Таков порядок, что помощник держится на носу, когда бросается якорь. Этот момент наступил.
Трюбле, оставшийся один, посмотрел на паруса. Фрегат шел под одними марселями и бизанью, имея уже малый ход. Трюбле, плюнув в воду, чтобы лучше убедиться, решился:
— Взять на гитовы все паруса! — закричал он.
Снова бросились молодцы. На светлой еловой палубе начался топот босых ног.
— Товсь! Убирай!
Все три марселя разом сложились, словно три пары крыльев.
— Пошел брасы! Спускайся!
Быстро вытянутые брасы и топенанты заставили реи упасть на свои места над марсами. Тома, довольный, посмотрел на мачты, оголенные от парусов, и, напрягая голос, чтобы слышнее было канонирам, столпившимся у якорного каната, приказал:
— Хорошо ли изготовились к отдаче якоря?.. По правому борту! Отдай якорь!
И якорь погрузился в воду с шумным плеском.
Минуту спустя, рулевой крикнул Тома Трюбле:
— Капитан! А, капитан! С того вон брига нам вроде как бы вельбот шлют!
— На шлюпке!
Вахтенный с короткой пикой в руке встретил положенным возгласом подходивший вельбот. Но с вельбота — длинного четырехвесельного яла — никто не ответил; только кто-то встал и в знак мирных намерений помахал шапкой из смазной кожи с развевающимися лентами.
Ял уже подошел к борту фрегата. Человек, махавший шапкой, принялся тогда кричать:
— На фрегате!.. Подайте конец!
Хриплый голос звучал чуждо. Команда, которая оставалась еще на своих местах, оглянулась на капитана, стоявшего на трапе, ведущем на ют.
Тома наклонил голову и, пока молодцы, скорые в выполнении команды, подавали конец, спустился на палубу и пошел встретить ял. Приехавший, ухватившись за конец, карабкался по нему, ловкий, как обезьяна. Тома сердечно, как должно, подошел к нему, едва тот вступил на судно, и протянул ему правую руку, не забывая, впрочем, держаться левой за рукоять одного из пистолетов, заложенных за поясом.
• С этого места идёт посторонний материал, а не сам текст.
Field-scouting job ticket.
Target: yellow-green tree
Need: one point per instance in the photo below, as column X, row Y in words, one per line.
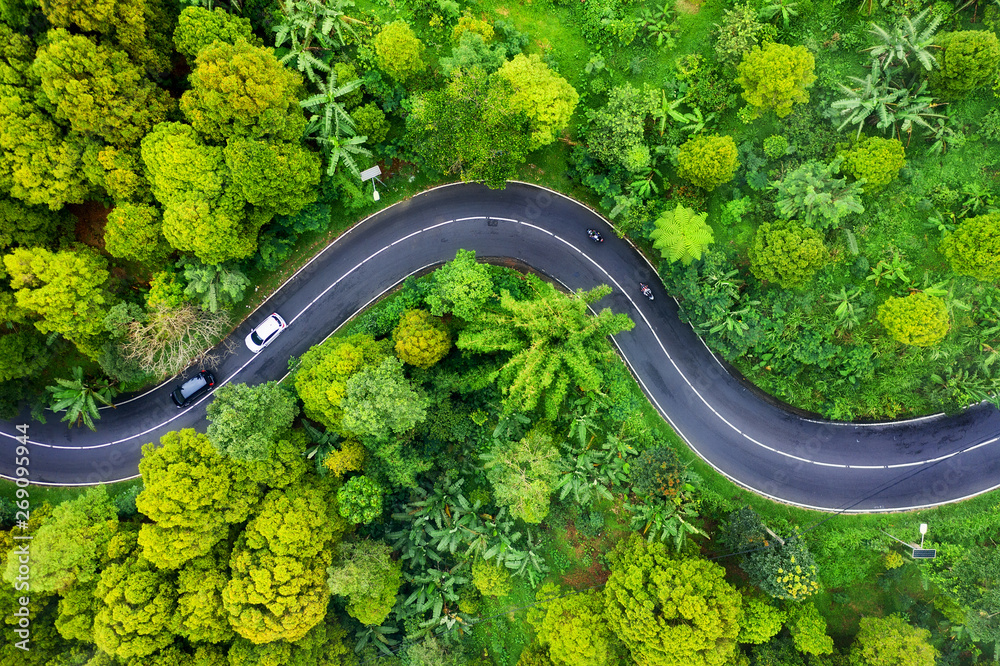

— Ура! — крикнул иностранец.
У него тоже за поясом торчало два пистолета: он взял их оба за стволы и протянул Тома Трюбле в знак дружбы и союза. Потом он повторил:
— Ура!
После чего началось объяснение.
Эдуард Бонни, по прозванию Краснобородый, из-за длинной бороды, которую он красил в ярко-красный цвет, на манер некоторых краснокожих, из какого-то дикого и варварского кокетства, был капитаном и владельцем брига, стоявшего вблизи «Горностая», каковой бриг, довольно жалкий, носил название «Летучий Король» и вооружен был всего лишь восьмью маленькими пушками. Слабость эта мало смущала Краснобородого, который привык твердить своей команде, что пятьдесят лет тому назад весьма знаменитый Петр Легран с четырьмя всего пушками и двадцатью восьмью флибустьерами взял на абордаж вице-адмиральский испанский галион, на котором было триста девяносто шесть человек и пятьдесят четыре бронзовых орудия. Чем крупнее неприятель, тем крупнее добыча, чем меньше команды, тем больше доля каждого. Умирают только раз, живут только раз, и надо быть круглым дураком, чтобы отказаться от хорошей жизни, боясь худого конца. Таковы были истины, которые исповедовал Эдуард Бонни, уроженец Бристоля в Англии и флибустьер.
Довольно высокий и толстый, хотя и помельче Тома Трюбле, он никому не уступил бы в храбрости, решимости и мужественной гордости. И двадцать уже превосходно выдержанных сражений на суше и на море показали всем американским землям, каков человек был Эдуард Бонни, по прозванию Краснобородый.
Тома Трюбле, который обо всем этом ничего пока не знал, не ошибся, однако же, и оценил флибустьера по достоинству. Чтобы потчевать его, отыскали на камбузе самое старое вино и подали его в чистом виде в самых больших кружках. Четверти часа не прошло, как уже оба капитана были лучшими друзьями и хлопали друг друга по ляжкам.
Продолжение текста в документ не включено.